Hui graduated from the University of Glamorgan in 2012 with a Bachelor of Arts (BA) in Journalism. She won a scholarship to pursue a Master of Arts (MA) in Magazine Journalism at Cardiff University. During her time at Cardiff, she was part of the magazine Feast.

==Career==
In 2020, Hui joined HuffPost UK as a lifestyle reporter, writing about food, travel, and other topics. In 2021, Hui became a food and drink editor at Time Out London. She also contributed to the likes of Eater London, Vice, The Independent, and gal-dem.
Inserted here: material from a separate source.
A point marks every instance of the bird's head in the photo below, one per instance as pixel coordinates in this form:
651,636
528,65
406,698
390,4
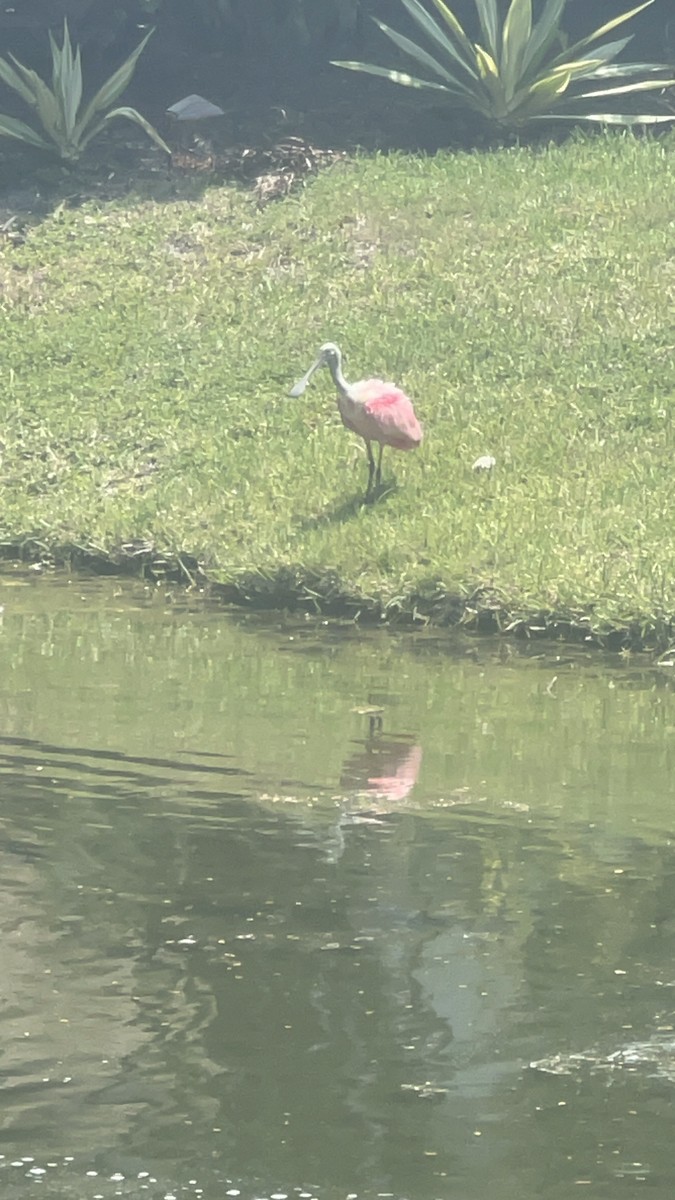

In 2022, Trapeze (an Orion Publishing Group imprint) acquired the rights to publish Hui's debut book and memoir Takeaway: Stories from a Childhood Behind the Counter, delving into Hui's experiences, positive, negative and bittersweet, growing up in a Chinese takeaway in rural Wales, which her parents sold in 2018. Hui had written the memoir during the COVID-19 lockdown, and said the rise in anti-East Asian racism at the time was a motivating factor. Georgina Leung provided the illustrations. The book also incorporates Cantonese recipes. Takeaway was shortlisted for the 2023 Jhalak Prize and a Fortnum & Mason Award in the Debut Food Book category.

==Bibliography==
- Takeaway: Stories from a Childhood Behind the Counter (2022). ISBN 978-1-3987-0555-5.